There is more than one way to approach this problem. You might choose to follow Simula and structure related events into processes. A process is a computation that can hold (wait until a specified simulated time), wait to be activated (for example in a queue), and activate other processes. For example, a car might place itself in a carwash queue, activate the car wash if necessary, and then wait for washing to be complete. A car wash might wait for a car to arrive, and then until the queue is empty, take a car from the queue, hold it for 10 minutes, and then activate it (to allow it to drive away). With the right combinator definitions, such processes can be expressed simply in Haskell, and a simulation library based on the idea.

On the other hand, you might choose to build up simulations as event transformers, that transform input events to output events, rather as stream processors transform input messages to output messages. With this approach, a car wash transforms `car arrival' events to `car departure' events with a suitable delay. The car wash queue receives `car arrival' events from the road, and transmits `car arrival' events to the car wash when it is ready. (So the car wash had better send `green light' events back to the queue so it can tell this!)

No doubt there are other possibilities also.

The user will probably want to explore the simulation interactively, for example varying the number of cars or car washes, observing the results in various ways (average waiting time, utilisation of the washes etc). A graphical user interface could be extremely useful here.

N.B. the problem here is to design a package to support the development of simulations, not to program one particular simulation. You should develop at least two different simulations, using your package, to demonstrate that it is not rigidly focussed on one particular problem. Your design will be assessed on how easily new simulations can be developed, and secondly on elegance and efficiency.

If you are already familiar with simulation, you probably need no further introduction. If not, I suggest reading Chapter 9 of [BDMN79]. It contains an introduction to simulation, with more or less detailed examples starting with a car wash and working up to an airport passenger flow simulation. You should find the examples helpful to exercise your package with. The presentation is heavily oriented towards Simula, but I hope will be comprehensible even if the programming language is unfamiliar.

Other simulation examples

You might want to simulate the activity at ``Creperiet''. Interesting parameters that one might want to vary include the customer arrival frequency, eating time, number of seats, and the tendency for the customers to book a seat before they enter the meal ordering queue. Interesting variables to watch include the number of meals served per hour and how high proportion of the seats are occupied by customers waiting in the meal ordering queue.

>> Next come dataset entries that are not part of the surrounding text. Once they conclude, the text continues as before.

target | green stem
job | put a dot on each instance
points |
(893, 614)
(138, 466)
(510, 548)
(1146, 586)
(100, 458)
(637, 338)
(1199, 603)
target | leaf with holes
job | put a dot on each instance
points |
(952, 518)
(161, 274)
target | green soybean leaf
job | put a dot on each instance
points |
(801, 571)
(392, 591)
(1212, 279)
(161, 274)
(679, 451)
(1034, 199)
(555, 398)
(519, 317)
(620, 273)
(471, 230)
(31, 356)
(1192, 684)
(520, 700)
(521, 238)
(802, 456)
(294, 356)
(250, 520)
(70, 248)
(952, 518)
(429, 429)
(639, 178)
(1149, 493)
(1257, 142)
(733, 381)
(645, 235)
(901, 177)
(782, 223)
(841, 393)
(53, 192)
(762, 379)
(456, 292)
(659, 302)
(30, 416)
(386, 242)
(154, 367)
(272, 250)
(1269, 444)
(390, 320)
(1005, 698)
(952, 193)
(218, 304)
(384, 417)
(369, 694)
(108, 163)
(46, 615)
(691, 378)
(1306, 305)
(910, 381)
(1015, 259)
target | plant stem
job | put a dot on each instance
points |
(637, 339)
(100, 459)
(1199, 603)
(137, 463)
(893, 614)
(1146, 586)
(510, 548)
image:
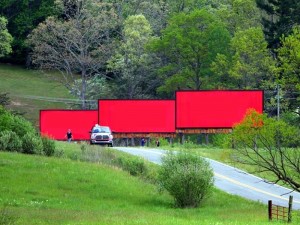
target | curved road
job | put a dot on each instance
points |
(232, 180)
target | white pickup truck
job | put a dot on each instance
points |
(101, 135)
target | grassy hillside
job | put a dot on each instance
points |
(21, 84)
(40, 190)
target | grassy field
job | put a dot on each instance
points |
(20, 82)
(41, 190)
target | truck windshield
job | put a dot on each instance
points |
(101, 130)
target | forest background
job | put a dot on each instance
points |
(151, 48)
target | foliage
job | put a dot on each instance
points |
(239, 15)
(278, 19)
(5, 38)
(78, 46)
(10, 141)
(266, 143)
(131, 63)
(4, 99)
(188, 46)
(48, 146)
(288, 69)
(188, 178)
(32, 144)
(249, 65)
(24, 16)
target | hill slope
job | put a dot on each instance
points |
(40, 190)
(23, 86)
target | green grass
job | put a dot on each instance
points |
(41, 190)
(19, 82)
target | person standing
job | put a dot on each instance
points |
(69, 135)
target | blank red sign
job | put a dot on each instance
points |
(55, 123)
(214, 109)
(138, 116)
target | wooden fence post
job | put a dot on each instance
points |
(290, 209)
(270, 209)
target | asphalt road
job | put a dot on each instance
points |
(232, 180)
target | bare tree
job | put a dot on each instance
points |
(270, 146)
(78, 44)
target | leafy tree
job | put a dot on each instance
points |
(131, 63)
(279, 19)
(77, 46)
(239, 14)
(249, 65)
(5, 38)
(266, 144)
(23, 16)
(288, 71)
(188, 46)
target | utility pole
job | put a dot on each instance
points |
(278, 101)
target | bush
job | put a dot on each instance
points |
(48, 146)
(9, 141)
(188, 178)
(32, 144)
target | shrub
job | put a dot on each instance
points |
(48, 146)
(188, 178)
(10, 141)
(32, 144)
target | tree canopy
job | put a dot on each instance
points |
(79, 46)
(188, 46)
(5, 38)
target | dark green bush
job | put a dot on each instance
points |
(32, 144)
(188, 178)
(48, 146)
(9, 141)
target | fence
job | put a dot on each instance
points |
(280, 212)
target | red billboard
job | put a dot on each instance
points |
(55, 123)
(214, 109)
(138, 116)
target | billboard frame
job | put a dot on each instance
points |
(210, 90)
(167, 134)
(71, 110)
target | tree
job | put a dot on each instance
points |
(23, 16)
(249, 65)
(131, 63)
(279, 18)
(78, 46)
(239, 14)
(288, 71)
(266, 144)
(5, 38)
(188, 46)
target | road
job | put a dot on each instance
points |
(232, 180)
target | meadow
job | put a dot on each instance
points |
(67, 190)
(24, 86)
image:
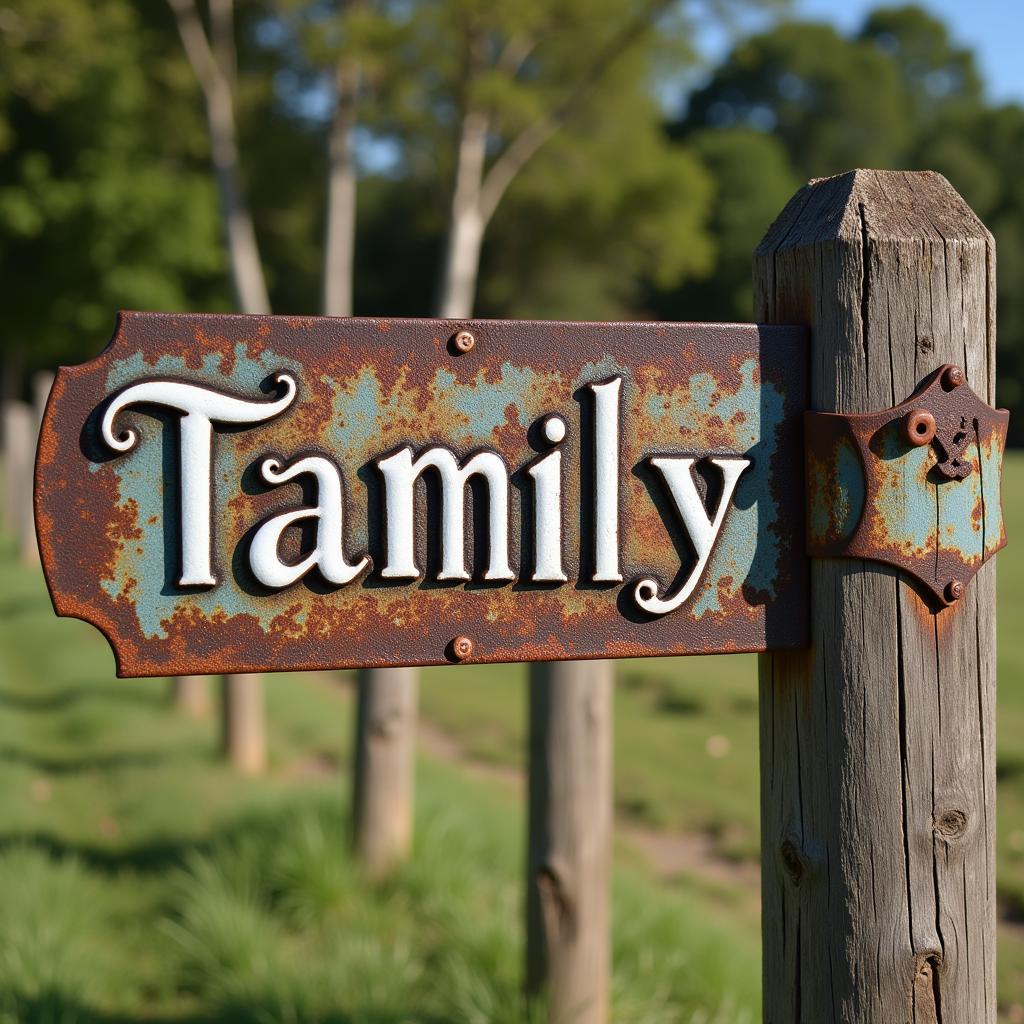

Or you could create a monkey world, which contains monkeys and banana trees. Each monkey has an age, a sex, a pecking order level, and a hunger factor. The behaviour of a monkey will depend on these three attributes; hungry monkeys go in the direction of banana trees. Male monkeys are attracted by female monkeys but avoid other male monkeys, especially those that are higher in the pecking order. Mature female monkeys cub baby monkeys after encountering a mature male monkey. Old monkeys die. These simple rules are allegedly a realistic abstraction of real-life monkey behavior! Again, a graphical visualisation could be highly valuable.

An ICQ client

ICQ is an immensely popular communication tool. The most frequently used client is, of course, the one used in Windows. This excersise consists of writing a client in Haskell or O'Haskell.

The problem is interesting since an ICQ client should be a reactive program, i.e., it should react on stimuli from the user and from the world, and we do not know the order in which things will happen so some form of concurrency is needed.

Information (unofficial) about the ICQ protocol can be found here.

References

BDMN79
G. M. Birtwhistle, O. J. Dahl, B. Myhrhaug, and K. Nygaard. Simula Begin. Studentlitteratur, Box 1717, S-221 01 Lund, Sweden, 1979.